The two most widely used stablecoins are USDT and USDC, which have a combined market capitalisation of $200bn and last week reported daily trading volumes of more than $85bn. Both can be purchased/acquired with rand through Luno.
Africans use stablecoins for business payments, to hedge against inflation and the depreciation of local currency, and for retail transfers and remittances. They account for many crypto transactions across the continent. During 2024, stablecoins accounted for more than 40% of all blockchain volume in Africa.

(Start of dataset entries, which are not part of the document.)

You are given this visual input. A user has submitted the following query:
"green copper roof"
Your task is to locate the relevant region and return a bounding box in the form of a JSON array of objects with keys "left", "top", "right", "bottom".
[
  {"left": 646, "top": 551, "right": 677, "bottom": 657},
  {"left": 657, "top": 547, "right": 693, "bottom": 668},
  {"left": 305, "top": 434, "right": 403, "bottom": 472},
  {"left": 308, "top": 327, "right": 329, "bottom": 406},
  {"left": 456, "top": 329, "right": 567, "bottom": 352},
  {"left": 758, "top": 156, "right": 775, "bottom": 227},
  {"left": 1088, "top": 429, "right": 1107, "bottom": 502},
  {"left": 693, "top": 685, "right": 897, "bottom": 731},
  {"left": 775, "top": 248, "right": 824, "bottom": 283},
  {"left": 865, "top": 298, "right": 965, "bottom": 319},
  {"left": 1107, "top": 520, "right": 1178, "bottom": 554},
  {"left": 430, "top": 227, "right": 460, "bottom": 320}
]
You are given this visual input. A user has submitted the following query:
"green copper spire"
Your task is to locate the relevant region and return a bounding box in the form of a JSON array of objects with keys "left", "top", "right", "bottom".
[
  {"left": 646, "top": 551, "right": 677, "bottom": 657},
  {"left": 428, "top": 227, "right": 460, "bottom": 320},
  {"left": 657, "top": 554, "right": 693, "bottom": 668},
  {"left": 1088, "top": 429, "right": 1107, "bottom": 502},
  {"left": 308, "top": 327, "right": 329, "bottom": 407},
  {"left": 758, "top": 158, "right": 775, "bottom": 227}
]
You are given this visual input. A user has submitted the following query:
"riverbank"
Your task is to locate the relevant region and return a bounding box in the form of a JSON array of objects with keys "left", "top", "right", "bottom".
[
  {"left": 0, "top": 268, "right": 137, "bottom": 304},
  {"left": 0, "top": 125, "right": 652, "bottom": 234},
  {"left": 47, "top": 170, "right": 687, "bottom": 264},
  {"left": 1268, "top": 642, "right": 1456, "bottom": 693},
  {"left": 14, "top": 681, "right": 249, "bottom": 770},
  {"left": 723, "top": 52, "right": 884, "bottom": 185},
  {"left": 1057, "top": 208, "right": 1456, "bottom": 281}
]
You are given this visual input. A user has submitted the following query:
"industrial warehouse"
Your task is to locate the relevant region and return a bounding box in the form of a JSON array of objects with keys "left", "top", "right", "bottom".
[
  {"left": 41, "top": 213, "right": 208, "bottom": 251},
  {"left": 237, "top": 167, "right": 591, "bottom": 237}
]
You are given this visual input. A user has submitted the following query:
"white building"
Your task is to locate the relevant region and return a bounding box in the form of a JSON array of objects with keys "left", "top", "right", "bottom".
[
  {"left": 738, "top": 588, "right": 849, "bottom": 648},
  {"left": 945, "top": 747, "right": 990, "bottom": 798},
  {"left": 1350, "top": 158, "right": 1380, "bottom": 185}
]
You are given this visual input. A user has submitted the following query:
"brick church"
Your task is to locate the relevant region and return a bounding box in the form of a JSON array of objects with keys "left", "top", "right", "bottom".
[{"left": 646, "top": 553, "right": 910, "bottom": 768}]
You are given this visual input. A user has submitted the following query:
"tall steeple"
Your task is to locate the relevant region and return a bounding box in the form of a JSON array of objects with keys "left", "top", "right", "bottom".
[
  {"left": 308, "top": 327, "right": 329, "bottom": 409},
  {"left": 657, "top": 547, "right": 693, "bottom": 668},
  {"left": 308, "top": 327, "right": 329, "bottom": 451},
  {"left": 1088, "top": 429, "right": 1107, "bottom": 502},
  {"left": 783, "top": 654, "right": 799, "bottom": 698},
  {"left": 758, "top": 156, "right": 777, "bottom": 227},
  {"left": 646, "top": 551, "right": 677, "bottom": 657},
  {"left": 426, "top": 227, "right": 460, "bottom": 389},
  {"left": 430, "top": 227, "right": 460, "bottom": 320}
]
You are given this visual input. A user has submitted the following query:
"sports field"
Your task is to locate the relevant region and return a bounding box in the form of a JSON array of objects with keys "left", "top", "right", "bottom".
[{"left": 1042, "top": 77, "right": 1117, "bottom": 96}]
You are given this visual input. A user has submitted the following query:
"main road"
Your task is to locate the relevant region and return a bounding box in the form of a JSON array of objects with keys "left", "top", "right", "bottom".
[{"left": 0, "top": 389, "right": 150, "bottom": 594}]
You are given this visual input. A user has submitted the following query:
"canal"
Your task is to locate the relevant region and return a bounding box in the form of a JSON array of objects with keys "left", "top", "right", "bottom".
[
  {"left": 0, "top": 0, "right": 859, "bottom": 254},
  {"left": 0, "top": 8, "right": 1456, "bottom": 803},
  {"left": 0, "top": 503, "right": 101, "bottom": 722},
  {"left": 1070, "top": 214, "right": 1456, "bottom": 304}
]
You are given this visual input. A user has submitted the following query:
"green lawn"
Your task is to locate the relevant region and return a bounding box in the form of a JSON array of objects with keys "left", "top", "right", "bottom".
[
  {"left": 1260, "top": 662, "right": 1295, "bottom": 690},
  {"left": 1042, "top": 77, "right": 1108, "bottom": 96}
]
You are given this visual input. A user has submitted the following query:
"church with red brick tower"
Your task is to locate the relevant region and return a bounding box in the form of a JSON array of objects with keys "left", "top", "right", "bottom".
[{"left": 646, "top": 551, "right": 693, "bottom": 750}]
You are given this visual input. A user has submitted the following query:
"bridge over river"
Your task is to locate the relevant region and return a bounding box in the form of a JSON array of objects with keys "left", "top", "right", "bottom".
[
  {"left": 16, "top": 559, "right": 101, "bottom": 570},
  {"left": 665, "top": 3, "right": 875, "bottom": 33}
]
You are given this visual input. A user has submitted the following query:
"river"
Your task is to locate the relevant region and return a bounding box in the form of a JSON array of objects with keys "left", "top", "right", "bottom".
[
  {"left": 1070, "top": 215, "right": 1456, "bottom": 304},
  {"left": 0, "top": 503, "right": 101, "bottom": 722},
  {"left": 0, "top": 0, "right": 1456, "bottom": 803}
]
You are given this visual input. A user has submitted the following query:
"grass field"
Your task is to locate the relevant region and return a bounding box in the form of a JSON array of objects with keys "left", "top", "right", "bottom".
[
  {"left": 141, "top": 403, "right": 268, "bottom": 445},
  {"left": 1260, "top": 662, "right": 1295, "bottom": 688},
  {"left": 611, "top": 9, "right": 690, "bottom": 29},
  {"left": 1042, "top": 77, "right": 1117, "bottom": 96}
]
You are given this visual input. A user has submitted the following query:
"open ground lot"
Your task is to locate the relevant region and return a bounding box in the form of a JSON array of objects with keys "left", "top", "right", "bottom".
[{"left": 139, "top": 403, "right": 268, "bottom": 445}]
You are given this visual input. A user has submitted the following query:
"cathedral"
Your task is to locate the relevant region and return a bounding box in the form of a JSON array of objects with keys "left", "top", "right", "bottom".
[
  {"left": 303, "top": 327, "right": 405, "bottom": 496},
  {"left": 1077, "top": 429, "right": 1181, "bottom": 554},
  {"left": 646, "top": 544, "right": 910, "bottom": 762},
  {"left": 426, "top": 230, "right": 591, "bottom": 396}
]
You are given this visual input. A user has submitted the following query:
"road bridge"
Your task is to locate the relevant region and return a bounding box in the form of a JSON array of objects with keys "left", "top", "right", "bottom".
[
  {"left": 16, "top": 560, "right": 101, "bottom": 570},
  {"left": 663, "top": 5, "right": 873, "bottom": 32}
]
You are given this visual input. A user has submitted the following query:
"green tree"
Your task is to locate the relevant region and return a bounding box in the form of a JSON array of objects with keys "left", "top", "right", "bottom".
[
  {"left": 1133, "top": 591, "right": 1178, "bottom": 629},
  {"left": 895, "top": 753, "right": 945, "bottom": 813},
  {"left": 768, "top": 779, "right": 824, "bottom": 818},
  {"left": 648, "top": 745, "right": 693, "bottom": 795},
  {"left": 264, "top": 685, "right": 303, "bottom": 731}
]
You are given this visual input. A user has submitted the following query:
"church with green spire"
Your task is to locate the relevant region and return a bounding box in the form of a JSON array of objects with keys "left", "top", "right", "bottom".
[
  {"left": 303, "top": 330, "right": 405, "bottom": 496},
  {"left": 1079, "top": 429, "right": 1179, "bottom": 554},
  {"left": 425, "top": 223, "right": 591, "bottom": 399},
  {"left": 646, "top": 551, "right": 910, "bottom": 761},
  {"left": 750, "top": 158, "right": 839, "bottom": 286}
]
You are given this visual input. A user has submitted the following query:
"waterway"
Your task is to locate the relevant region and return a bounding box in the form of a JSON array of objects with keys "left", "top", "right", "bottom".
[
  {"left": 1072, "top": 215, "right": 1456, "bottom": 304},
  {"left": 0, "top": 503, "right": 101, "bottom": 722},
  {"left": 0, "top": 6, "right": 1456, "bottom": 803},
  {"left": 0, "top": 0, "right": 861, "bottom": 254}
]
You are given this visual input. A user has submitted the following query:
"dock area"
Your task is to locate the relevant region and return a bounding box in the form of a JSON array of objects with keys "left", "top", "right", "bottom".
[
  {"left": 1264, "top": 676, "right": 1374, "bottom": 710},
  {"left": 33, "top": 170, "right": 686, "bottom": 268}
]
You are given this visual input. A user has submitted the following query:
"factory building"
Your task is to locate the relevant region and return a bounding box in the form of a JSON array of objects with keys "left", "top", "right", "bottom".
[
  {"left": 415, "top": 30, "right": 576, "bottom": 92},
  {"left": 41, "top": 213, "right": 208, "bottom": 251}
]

In many emerging-market countries, where the local currency is volatile and access to dollars is limited, dollar-pegged stablecoins have gained traction. These coins offer businesses and individuals a way to store value, facilitate international payments and support cross-border trade. They are also an excellent tool for traders who want to quickly move in and out of positions without converting back to fiat currency, saving both time and transaction fees.

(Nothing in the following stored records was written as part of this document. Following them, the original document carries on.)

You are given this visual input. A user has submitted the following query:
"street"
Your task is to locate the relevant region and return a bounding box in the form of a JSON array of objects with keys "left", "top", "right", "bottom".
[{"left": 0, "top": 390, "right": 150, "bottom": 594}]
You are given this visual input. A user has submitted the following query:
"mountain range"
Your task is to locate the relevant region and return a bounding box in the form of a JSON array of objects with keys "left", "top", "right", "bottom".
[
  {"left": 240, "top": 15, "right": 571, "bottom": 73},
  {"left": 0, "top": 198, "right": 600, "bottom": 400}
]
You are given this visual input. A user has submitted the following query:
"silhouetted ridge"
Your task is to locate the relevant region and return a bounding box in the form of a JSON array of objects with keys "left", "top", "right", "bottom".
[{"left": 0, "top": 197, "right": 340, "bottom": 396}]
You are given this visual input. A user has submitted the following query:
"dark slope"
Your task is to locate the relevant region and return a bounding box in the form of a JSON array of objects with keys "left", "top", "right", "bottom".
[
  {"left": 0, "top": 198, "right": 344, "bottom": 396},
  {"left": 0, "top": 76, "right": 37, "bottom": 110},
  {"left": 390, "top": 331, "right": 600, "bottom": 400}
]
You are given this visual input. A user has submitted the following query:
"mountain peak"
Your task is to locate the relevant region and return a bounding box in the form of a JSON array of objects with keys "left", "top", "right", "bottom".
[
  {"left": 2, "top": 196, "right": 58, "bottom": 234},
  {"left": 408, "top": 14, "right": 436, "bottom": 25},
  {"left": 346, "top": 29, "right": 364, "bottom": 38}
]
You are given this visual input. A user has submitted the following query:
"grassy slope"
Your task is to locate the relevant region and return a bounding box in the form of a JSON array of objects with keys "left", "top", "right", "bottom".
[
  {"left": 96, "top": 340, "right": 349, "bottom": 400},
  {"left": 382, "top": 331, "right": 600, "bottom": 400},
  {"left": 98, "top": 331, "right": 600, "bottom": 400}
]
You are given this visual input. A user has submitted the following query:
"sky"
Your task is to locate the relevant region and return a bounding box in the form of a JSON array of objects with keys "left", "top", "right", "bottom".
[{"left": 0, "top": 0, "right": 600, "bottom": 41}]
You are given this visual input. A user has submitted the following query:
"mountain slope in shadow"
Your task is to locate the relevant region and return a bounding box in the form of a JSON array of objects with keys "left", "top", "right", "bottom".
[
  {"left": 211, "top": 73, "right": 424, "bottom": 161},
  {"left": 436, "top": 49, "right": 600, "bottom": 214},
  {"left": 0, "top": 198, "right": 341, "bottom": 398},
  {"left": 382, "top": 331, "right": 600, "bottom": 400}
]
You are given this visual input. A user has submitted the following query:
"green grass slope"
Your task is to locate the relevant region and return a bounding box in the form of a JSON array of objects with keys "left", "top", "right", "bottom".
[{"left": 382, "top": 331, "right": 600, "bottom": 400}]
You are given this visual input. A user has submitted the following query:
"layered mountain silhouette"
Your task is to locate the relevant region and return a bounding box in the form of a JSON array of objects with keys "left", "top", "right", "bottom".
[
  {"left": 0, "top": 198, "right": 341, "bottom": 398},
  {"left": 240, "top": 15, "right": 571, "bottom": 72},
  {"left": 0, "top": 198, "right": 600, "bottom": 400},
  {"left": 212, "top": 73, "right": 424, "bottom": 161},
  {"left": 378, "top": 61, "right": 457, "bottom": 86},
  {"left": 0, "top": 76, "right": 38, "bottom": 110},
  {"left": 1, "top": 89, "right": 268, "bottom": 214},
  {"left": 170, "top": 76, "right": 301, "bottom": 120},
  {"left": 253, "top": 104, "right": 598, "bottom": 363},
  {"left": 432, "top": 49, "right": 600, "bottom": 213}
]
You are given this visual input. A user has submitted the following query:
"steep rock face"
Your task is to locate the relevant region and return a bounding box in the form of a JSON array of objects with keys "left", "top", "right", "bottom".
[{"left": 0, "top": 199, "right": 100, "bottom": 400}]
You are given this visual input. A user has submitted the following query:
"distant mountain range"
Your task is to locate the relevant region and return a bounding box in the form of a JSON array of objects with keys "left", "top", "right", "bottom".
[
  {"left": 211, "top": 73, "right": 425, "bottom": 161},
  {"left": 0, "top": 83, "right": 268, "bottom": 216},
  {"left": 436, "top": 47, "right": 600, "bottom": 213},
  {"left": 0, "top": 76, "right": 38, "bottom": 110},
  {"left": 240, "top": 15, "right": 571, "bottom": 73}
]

Their rising adoption in Africa can be seen as part of a wider move towards digital financial solutions
The appeal of stablecoins is that they offer the technological advantages of crypto while maintaining the relative stability of traditional currencies.

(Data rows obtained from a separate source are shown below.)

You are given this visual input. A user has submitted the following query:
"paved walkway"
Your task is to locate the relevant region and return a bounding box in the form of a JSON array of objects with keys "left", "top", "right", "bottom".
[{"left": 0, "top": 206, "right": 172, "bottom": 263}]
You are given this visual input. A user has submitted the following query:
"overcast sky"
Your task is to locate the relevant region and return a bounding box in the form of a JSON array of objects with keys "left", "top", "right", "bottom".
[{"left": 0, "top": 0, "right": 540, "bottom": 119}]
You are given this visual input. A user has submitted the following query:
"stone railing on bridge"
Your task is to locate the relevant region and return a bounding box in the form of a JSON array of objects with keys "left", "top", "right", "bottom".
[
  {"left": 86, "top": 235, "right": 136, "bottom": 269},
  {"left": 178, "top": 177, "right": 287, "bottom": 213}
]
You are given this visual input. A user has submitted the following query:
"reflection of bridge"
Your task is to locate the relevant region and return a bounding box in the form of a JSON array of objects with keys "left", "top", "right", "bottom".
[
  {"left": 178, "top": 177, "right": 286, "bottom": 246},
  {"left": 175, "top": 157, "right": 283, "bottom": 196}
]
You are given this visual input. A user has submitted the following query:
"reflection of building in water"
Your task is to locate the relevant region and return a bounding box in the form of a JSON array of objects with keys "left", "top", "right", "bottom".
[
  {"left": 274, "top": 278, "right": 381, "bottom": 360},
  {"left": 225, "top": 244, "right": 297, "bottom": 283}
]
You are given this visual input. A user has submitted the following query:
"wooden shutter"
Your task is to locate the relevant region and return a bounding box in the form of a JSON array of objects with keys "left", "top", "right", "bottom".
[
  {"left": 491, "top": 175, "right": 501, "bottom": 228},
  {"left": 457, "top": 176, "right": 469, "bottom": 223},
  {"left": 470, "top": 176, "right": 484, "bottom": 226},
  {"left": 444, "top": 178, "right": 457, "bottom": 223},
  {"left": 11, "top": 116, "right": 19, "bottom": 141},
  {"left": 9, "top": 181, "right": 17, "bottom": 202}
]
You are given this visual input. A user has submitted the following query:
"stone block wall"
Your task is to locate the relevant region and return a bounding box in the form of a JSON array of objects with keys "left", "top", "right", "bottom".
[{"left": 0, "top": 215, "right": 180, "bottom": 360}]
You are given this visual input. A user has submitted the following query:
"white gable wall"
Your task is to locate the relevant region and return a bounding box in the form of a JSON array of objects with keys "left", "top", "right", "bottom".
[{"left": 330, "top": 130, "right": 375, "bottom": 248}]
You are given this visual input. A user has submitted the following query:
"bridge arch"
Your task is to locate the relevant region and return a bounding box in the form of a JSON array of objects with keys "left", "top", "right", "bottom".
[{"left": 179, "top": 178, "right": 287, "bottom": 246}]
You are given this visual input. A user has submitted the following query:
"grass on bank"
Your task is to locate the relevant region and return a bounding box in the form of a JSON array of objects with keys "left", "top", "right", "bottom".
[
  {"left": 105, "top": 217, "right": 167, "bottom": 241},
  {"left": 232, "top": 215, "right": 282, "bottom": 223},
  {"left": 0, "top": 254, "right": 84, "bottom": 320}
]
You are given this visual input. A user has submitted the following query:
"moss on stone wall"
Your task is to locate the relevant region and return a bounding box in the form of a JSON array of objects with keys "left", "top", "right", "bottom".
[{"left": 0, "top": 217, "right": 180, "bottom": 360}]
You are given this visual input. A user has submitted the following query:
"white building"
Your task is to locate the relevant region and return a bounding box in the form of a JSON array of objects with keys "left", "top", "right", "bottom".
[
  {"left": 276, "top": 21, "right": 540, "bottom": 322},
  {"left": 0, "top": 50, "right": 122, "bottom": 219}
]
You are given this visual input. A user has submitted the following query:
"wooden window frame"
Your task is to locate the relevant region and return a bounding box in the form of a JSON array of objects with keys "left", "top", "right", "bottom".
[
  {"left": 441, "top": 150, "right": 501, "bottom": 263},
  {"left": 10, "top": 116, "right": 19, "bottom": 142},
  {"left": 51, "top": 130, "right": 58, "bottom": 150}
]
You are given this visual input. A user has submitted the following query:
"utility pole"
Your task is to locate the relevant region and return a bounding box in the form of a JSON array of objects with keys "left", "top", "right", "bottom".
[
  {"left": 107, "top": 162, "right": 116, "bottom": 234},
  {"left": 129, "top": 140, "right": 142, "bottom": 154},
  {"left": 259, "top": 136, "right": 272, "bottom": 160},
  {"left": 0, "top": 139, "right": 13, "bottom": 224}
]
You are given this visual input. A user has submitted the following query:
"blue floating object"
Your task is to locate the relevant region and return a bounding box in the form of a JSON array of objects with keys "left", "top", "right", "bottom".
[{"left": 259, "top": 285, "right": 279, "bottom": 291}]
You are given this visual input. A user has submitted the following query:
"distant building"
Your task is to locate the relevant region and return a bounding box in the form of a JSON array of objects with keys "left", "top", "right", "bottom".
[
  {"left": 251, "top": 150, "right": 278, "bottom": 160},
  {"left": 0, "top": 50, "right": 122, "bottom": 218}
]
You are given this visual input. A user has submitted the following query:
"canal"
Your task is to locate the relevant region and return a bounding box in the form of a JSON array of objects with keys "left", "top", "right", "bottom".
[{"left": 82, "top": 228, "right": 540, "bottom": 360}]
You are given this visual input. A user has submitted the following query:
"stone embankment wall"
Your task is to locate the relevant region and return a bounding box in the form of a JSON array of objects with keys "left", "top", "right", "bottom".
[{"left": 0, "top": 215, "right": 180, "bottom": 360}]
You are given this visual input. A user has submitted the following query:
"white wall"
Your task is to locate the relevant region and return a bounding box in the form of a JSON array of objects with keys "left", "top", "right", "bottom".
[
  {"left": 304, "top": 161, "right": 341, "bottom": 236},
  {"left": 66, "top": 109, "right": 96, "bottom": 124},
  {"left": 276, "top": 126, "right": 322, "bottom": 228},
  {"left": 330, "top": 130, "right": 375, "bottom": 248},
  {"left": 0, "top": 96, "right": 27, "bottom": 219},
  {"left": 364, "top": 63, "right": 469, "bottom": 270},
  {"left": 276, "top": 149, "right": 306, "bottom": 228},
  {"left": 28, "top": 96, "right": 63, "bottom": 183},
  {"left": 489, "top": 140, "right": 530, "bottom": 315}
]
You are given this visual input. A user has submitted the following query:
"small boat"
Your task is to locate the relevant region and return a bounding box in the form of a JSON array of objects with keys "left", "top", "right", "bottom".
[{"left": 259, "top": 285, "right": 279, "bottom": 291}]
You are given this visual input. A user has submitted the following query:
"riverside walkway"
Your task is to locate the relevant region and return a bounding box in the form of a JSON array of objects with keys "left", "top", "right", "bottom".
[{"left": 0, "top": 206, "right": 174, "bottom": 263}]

For South African businesses stablecoins can be a practical solution to currency risk management. They offer a way to hold value in a stable currency without the complexities of maintaining foreign bank accounts or dealing with expensive forex services. Stablecoins help expose African economies to global markets and can be liquidated into fiat currency within a day. Transaction fees are also low, making it more feasible to accept stablecoins from foreign customers as opposed to fiat currency paid through banking rails.
Over the past 12 months we’ve seen significant demand for stablecoins on Luno and view their rising adoption in Africa as part of a wider move towards digital financial solutions.
The stablecoin sector appears poised for continued growth and innovation. Recent developments in the US, including efforts to create a comprehensive regulatory framework for stablecoins, suggest increasing mainstream acceptance.
From a regulatory perspective, stablecoins meet the definition of a financial product under the Financial Sector Regulation Act in South Africa, functioning as digital representations of fiat currency. They are widely used for payments and remittances and are backed by real financial assets in the form of reserves held in banks.
Backed by real-world assets, stablecoins serve a critical function in the crypto industry beyond just price stability. Their role extends to broadening crypto’s utility, driving adoption at scale and enabling deeper integration with traditional financial systems.